Data points we pull from web sources are not always readily usable. Some embedded anomalies can hinder the integrity of the dataset and slow down decision-making.

Data QA post-processing allows us to not only maintain high data quality but also ensure faster delivery of the data projects. We do that by significantly reducing the TAT (Turn Around Time).

Let’s explore a few post-processing techniques our quality experts often find themselves engrossed in now and then.

1. HTML tags in the text field

We often send the raw data we scrape from the web through various processing stages. When the raw data is made accessible directly via an API, we can reasonably expect it to be devoid of HTML tags. However, the situation is starkly different when we extract the data by parsing HTML documents.

In such circumstances, the presence of HTML tags within the dataset becomes a major concern. Further analysis may be complicated by the content embedded within the HTML tags.

No worries though. You can implement regular expressions into the field to rescue the dataset.

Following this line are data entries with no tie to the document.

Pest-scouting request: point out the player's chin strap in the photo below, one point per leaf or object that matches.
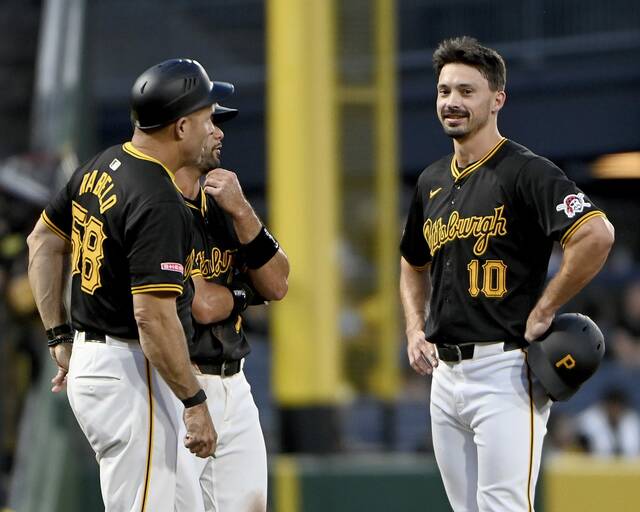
(59, 334)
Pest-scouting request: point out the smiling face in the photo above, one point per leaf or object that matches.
(465, 102)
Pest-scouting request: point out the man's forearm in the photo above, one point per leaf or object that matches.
(163, 342)
(414, 295)
(583, 258)
(48, 273)
(270, 280)
(246, 224)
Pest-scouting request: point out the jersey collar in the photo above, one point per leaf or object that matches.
(129, 148)
(460, 174)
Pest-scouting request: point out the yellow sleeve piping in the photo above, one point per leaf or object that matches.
(49, 223)
(574, 227)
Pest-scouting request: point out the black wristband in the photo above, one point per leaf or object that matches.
(261, 249)
(242, 297)
(197, 399)
(58, 330)
(61, 338)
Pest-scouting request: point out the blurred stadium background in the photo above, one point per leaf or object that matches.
(337, 120)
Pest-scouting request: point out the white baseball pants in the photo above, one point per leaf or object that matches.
(488, 417)
(129, 416)
(235, 480)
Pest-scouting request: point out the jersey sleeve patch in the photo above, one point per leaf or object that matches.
(172, 267)
(576, 225)
(160, 287)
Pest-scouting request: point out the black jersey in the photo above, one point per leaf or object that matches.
(130, 233)
(217, 259)
(488, 232)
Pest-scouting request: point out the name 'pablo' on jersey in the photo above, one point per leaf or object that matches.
(487, 231)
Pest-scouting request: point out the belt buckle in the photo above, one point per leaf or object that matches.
(458, 353)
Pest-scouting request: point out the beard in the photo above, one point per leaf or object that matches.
(208, 160)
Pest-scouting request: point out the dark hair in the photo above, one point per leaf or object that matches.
(467, 50)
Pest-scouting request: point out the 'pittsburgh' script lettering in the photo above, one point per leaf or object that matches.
(438, 233)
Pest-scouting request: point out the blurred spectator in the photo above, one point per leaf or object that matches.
(630, 310)
(610, 427)
(562, 435)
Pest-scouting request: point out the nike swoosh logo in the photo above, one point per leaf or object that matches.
(434, 192)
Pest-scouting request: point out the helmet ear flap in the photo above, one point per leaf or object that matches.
(172, 89)
(567, 355)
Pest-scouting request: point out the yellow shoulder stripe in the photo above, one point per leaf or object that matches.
(147, 472)
(136, 153)
(165, 287)
(49, 223)
(458, 175)
(574, 227)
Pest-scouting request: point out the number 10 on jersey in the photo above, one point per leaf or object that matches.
(490, 278)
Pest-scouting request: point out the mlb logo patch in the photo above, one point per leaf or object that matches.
(572, 204)
(173, 267)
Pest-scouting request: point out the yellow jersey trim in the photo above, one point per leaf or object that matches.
(147, 476)
(166, 287)
(459, 174)
(203, 202)
(49, 223)
(531, 436)
(574, 227)
(128, 147)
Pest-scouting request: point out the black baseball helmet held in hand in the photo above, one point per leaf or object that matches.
(173, 89)
(566, 355)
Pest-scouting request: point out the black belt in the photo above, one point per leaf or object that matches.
(225, 369)
(457, 353)
(95, 337)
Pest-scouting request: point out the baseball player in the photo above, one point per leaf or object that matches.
(127, 232)
(475, 252)
(237, 263)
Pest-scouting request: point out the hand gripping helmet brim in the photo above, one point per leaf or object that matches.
(173, 89)
(567, 355)
(223, 114)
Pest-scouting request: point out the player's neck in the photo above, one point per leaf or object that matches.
(472, 149)
(188, 181)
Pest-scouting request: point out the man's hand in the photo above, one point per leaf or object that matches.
(224, 187)
(60, 354)
(422, 354)
(201, 438)
(537, 324)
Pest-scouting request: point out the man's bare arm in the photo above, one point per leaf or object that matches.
(163, 342)
(584, 255)
(48, 271)
(415, 292)
(211, 303)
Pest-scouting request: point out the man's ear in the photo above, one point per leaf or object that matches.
(498, 101)
(180, 128)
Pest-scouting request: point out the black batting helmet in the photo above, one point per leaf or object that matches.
(566, 355)
(173, 89)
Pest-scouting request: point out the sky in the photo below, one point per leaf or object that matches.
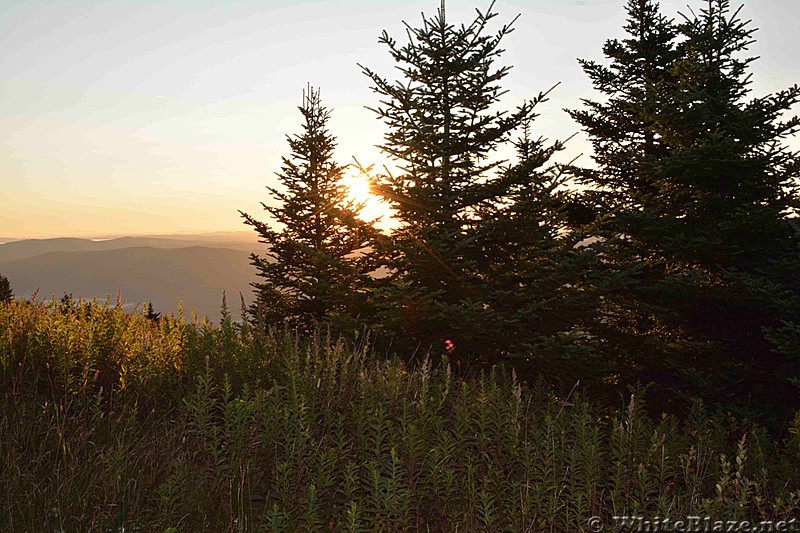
(139, 117)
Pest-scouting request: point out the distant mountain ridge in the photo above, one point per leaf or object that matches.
(12, 251)
(161, 270)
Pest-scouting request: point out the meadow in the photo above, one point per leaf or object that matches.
(115, 422)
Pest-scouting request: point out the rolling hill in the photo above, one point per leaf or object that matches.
(163, 272)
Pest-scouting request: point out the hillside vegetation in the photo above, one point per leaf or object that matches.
(113, 422)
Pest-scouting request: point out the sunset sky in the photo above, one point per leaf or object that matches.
(135, 117)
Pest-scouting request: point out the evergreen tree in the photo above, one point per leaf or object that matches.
(6, 295)
(637, 83)
(699, 188)
(539, 277)
(444, 130)
(314, 269)
(150, 313)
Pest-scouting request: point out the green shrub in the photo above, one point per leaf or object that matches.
(111, 421)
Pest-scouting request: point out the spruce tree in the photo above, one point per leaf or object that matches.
(6, 295)
(314, 269)
(698, 188)
(444, 130)
(540, 276)
(637, 82)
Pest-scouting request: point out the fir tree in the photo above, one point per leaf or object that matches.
(314, 269)
(699, 188)
(6, 295)
(637, 83)
(150, 313)
(540, 281)
(444, 129)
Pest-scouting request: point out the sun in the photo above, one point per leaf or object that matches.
(359, 191)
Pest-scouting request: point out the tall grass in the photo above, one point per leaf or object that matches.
(113, 422)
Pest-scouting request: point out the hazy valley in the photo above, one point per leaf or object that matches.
(164, 270)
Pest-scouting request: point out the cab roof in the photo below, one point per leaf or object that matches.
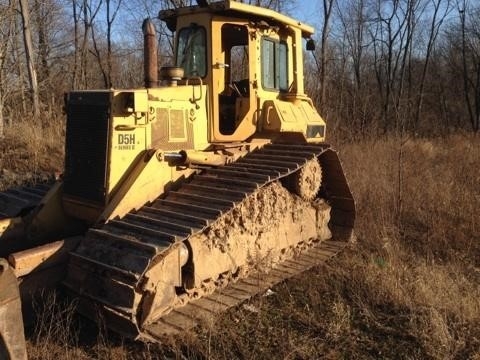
(235, 9)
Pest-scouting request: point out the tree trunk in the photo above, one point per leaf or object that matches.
(27, 39)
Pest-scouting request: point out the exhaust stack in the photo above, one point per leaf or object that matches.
(150, 59)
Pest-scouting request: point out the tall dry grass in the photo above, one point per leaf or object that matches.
(408, 289)
(30, 150)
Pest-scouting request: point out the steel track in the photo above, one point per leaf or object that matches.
(107, 269)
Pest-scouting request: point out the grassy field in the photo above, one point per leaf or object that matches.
(409, 288)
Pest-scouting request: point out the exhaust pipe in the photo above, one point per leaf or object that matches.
(150, 59)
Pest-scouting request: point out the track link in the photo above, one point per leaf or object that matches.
(107, 269)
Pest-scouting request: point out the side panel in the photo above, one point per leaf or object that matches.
(86, 148)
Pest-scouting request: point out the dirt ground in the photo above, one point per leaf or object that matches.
(408, 289)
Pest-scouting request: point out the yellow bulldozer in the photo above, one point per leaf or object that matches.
(174, 194)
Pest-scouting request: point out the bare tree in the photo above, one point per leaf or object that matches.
(29, 54)
(471, 65)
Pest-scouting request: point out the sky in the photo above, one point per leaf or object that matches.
(308, 11)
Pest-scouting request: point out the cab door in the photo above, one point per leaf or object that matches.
(234, 109)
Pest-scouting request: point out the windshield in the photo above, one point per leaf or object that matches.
(191, 54)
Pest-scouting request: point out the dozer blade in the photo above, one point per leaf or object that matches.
(129, 271)
(12, 339)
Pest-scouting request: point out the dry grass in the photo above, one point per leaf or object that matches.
(408, 289)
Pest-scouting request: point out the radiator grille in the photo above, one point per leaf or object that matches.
(86, 146)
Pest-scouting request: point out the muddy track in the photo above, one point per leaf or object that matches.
(107, 270)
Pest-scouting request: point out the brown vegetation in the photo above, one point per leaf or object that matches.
(408, 288)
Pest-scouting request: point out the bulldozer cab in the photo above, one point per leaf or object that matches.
(251, 60)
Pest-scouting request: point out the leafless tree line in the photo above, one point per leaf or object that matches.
(380, 65)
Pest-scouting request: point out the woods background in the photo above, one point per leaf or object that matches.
(380, 65)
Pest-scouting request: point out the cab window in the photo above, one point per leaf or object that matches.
(191, 51)
(274, 65)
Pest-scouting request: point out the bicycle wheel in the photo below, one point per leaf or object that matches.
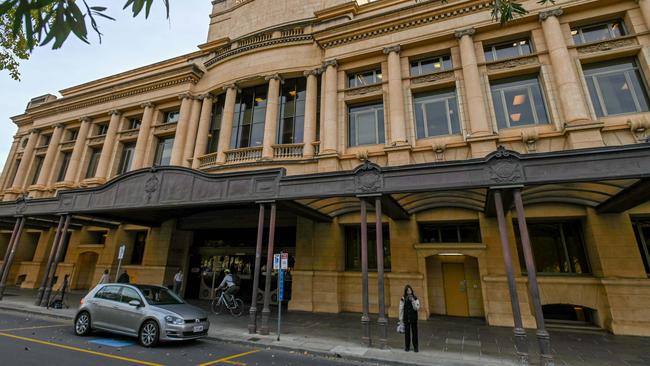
(217, 306)
(238, 308)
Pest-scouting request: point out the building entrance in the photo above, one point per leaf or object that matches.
(213, 251)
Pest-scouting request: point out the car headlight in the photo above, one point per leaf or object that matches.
(174, 320)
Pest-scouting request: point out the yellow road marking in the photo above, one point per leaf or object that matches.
(37, 327)
(229, 358)
(79, 349)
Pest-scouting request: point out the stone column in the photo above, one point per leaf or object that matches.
(193, 126)
(395, 97)
(143, 135)
(571, 96)
(77, 151)
(181, 129)
(50, 156)
(226, 122)
(271, 118)
(311, 104)
(109, 144)
(644, 6)
(11, 158)
(329, 133)
(478, 119)
(203, 129)
(25, 162)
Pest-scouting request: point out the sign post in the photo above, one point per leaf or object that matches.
(120, 256)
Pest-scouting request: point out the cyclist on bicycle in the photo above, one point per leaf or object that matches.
(229, 284)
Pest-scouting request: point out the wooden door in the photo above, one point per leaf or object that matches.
(455, 289)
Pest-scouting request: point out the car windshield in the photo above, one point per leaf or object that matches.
(156, 295)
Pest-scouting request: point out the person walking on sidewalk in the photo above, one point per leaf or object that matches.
(408, 315)
(105, 278)
(178, 281)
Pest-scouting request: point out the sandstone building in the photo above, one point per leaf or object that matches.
(322, 113)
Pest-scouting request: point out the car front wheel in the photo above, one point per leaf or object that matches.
(82, 324)
(149, 334)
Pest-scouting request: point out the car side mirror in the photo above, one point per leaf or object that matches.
(135, 303)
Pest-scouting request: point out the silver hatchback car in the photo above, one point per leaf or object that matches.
(152, 313)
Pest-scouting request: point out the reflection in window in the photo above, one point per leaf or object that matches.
(353, 248)
(366, 125)
(215, 125)
(436, 113)
(509, 49)
(558, 247)
(616, 87)
(248, 121)
(292, 111)
(642, 232)
(518, 102)
(598, 32)
(363, 78)
(164, 152)
(465, 232)
(430, 65)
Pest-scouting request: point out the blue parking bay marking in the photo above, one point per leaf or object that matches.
(112, 342)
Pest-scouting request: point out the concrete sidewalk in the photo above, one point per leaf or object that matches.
(443, 340)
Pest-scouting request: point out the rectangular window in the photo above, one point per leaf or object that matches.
(38, 164)
(505, 50)
(598, 32)
(215, 125)
(363, 78)
(642, 232)
(164, 152)
(558, 247)
(518, 102)
(291, 119)
(464, 232)
(616, 87)
(134, 123)
(431, 65)
(64, 166)
(436, 113)
(366, 124)
(248, 121)
(353, 248)
(139, 242)
(171, 116)
(92, 164)
(127, 158)
(102, 129)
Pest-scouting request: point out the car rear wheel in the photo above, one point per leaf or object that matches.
(149, 334)
(82, 324)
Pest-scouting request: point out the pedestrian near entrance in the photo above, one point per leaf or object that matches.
(178, 281)
(408, 316)
(105, 278)
(124, 278)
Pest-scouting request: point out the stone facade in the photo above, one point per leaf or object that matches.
(267, 42)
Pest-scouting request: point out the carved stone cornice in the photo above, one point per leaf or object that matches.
(545, 14)
(607, 45)
(328, 63)
(429, 78)
(395, 48)
(465, 32)
(513, 63)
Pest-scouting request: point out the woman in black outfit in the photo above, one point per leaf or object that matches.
(408, 315)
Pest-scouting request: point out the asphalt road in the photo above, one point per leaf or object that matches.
(31, 340)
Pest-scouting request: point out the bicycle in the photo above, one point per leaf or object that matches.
(234, 305)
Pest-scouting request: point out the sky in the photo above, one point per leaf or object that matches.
(127, 43)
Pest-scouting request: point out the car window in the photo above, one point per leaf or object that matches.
(109, 293)
(129, 294)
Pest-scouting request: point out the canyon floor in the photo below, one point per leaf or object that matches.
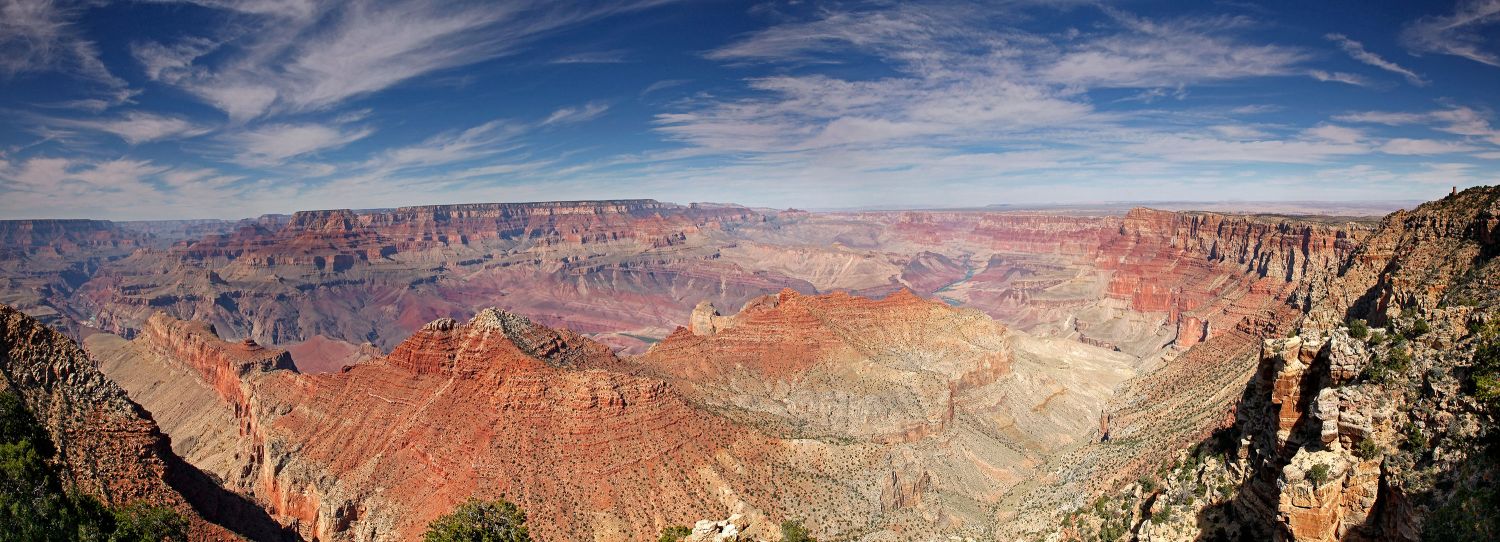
(620, 367)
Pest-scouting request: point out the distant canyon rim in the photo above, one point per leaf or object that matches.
(618, 367)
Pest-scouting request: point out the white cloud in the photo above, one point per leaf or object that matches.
(455, 147)
(1467, 32)
(1358, 51)
(138, 126)
(1334, 132)
(41, 35)
(1406, 146)
(576, 114)
(1173, 53)
(309, 57)
(1338, 77)
(1460, 120)
(275, 144)
(594, 57)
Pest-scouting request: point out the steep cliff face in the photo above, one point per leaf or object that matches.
(108, 446)
(59, 237)
(1353, 433)
(896, 367)
(900, 415)
(42, 263)
(1211, 272)
(377, 277)
(497, 406)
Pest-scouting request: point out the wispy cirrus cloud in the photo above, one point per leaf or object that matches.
(312, 56)
(137, 126)
(275, 144)
(1338, 77)
(576, 114)
(1358, 51)
(42, 36)
(1467, 32)
(1460, 120)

Find a snippet of Python code below to remove the HTML tags from your data points:

def remove_tags(raw_text):
   CLEANR = re.compile('<.*?>')
   cleantext = re.sub(CLEANR, '', str(raw_text))
   return cleantext

The sample dataset considers data embedded within the HTML tag:

HTML-tag-in-product-name
HTML tag in product name field

We apply the remove_tags function on the columns containing the anomaly. It will remove the HTML tags and produce clean data as a result.

Here, we apply this function to the product_name column to eliminate the HTML tags in any instance:

df.product_name = df.product_name.apply(lambda x : remove_tags(x) if pd.notna(x) else np.nan)

It will eliminate HTML tags from all instances in the column if they exist.

Refined-product-name-data
Product name free from HTML tag

We can very clearly see that the product name from the second row is free from the HTML tag.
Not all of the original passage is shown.